At this stage the editor shell is able to display tab documents bound to a ViewModel; tabs can be moved around, torn from the main window and dragged to another monitor, or docked inside the editor shell. I’m now working on figuring out how the toolwindows are going to work; I’d like something similar to Visual Studio, but the Dragablz library would need to be forked and updated with such capabilities… the “toolwindows” aren’t docking and don’t work in a way that would make sense in a code editor.
Workflow
This does impact the VBA dev workflow: in RD2 the single source of truth was the VBE. In RD3 that’s no longer the case, since the VBE isn’t going to contain the code that’s being edited. The single source of truth in RD3 is going to be moving to the Rubberduck Editor, and the editor will be working off code files exported to file system folders, dubbed “workspace folders”.
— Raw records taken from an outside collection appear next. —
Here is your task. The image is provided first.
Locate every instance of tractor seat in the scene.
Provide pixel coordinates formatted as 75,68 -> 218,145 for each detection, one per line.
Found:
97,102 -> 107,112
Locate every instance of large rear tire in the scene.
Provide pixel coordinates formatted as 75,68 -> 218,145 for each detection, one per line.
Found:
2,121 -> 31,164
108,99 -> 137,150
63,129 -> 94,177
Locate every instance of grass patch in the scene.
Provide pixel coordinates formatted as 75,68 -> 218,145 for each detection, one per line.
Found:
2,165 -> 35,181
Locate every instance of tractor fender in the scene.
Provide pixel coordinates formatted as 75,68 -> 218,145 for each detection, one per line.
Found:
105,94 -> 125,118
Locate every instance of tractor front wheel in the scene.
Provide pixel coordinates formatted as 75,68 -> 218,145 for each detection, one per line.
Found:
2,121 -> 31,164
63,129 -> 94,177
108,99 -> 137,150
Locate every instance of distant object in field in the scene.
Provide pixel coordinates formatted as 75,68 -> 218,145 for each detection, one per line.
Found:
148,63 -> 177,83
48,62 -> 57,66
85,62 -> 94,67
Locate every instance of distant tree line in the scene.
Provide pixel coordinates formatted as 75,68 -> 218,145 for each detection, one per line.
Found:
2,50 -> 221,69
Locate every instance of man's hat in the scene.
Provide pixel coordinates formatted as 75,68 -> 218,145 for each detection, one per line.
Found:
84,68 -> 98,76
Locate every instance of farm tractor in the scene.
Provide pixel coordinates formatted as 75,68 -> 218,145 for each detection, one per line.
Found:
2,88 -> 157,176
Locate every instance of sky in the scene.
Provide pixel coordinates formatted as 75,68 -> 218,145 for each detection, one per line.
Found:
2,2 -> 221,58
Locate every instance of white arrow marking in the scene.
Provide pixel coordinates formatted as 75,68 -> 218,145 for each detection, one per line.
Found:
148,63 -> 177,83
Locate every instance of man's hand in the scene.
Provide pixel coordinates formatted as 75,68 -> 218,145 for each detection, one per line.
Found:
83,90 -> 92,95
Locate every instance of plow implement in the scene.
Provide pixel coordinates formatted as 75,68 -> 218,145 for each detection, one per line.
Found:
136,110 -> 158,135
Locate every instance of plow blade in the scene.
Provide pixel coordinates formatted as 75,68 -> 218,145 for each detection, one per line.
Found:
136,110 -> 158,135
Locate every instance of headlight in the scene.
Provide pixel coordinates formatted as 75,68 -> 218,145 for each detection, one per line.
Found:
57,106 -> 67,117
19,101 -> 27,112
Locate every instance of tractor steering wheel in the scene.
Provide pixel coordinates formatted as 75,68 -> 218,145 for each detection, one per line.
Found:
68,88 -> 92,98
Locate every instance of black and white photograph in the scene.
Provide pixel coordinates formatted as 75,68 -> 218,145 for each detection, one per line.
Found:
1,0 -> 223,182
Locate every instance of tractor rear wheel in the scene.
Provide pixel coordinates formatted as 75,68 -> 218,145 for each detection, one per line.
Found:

When the Debug/Run command is executed, the RDE will save all modified documents to the workspace, synchronize the host VBA project components to mirror it, and then the VBE takes over from that point on (RDE window will minimize itself) to compile and actually run/debug the project.
The host VBA project can also be synchronized any time you want, using the File/Synchronize command – and the editor will run a FileSystemWatcher on workspace folders, so it will detect any external changes/additions/deletions, and immediately notify the language server. If external changes are detected on a file that is opened in the editor, it will prompt to either reload the document, or keep the editor version if it has unsaved changes (thus discarding the external changes).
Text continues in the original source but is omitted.